【つくし摘み】

【つくし摘み】

 だんだん暖かくなり、春の陽気の日が少しずつ増えてきました。

 先日、お天気の良い日にお外遊びに行ったとき、つくしを見つけました。小学1年のM君が、珍しげにじっと見つめていたので「抜いてごらん!」と勧めてみると、プチプチと引き抜いてきて、コンクリートの上に集め始めました。草でもない、木でもない、竹でもない、ちょっと不思議な植物にとても興味を惹かれたようです。土手から次々と抜いてきて、頭をちぎってみたり、茎を折ってみたりいろいろ試します(^_^)。

 こうした時くまさんの職員は、ちょっと立ち止まって子供の行動を観察します。何か危険なことがない限り「それはダメ!」「やめて!」などと言わず、注意深くじっと見守りながら、多少手が汚れてもちらかっても、しばらくの間、子供の「好きにしてもらう」ようにしています。

 というのは、子供はこうした時に受ける五感刺激の繰り返しによって、幼い彼らの脳の発達を促しているからです。そうして憶えた「手の感触」「映像や匂いの記憶」が体験として積み重なっていくことで、次回以降の行動の選択肢が豊かになっていくのですね。

 障がいを持った子供達は「言語」によって物事を理解することが苦手な子が多いのですが(まったく話さない子もいます)、それは私達が日頃何気なく使う「言語」は、抽象化された思考空間の中でのやり取りとなるため、少し高い知的レベルを必要とするからです(大脳のウェルニッケ野を使います)。一方で人間は日常の中で、言語でなく「感覚」で理解することも多く、そうした力を養成するためには「五感を刺激して色々な感覚を体験する」ことがとても重要なのです。

 この日もM君は小一時間、つくしを摘んだり、ちぎって分解してみたり、根っこの泥をいじってみたり、放り投げてみたり・・・と色々やって、ふしぎな「つくしの存在」をたっぷりと楽しんだ午後になりました(笑)。飽きるまで遊んだあとにお部屋に戻り、きちんと手を洗っておやつの時間になりました。ちなみにこの日、M君には摘んだつくしをお母様に持ち帰っていただきました。

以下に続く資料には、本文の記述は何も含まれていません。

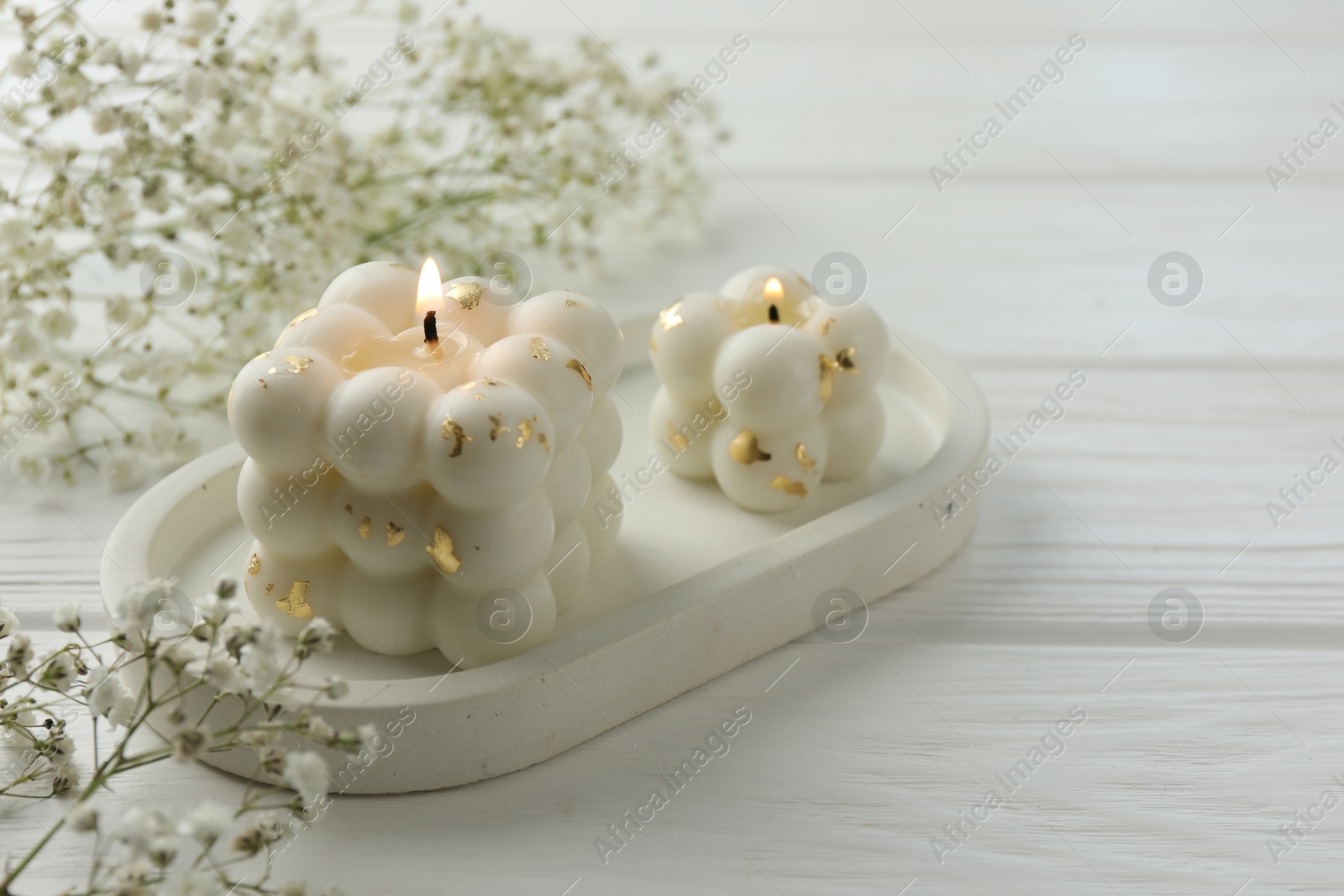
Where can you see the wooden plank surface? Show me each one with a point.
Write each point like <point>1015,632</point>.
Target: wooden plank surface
<point>1032,265</point>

 くまさんでは、障がいを持った子供達が「興味を持てること」「楽しめること」を、将来の成長につなげる活動を行っています。子供達の成長は早く、その意味では日常のすべての時間が「成長のためのトレーニング時間」です。くまさんで過ごす時間が、子供達の将来にきちんとつながっていけていること。このことが職員たちの目標であり喜びとするところです(^_^)。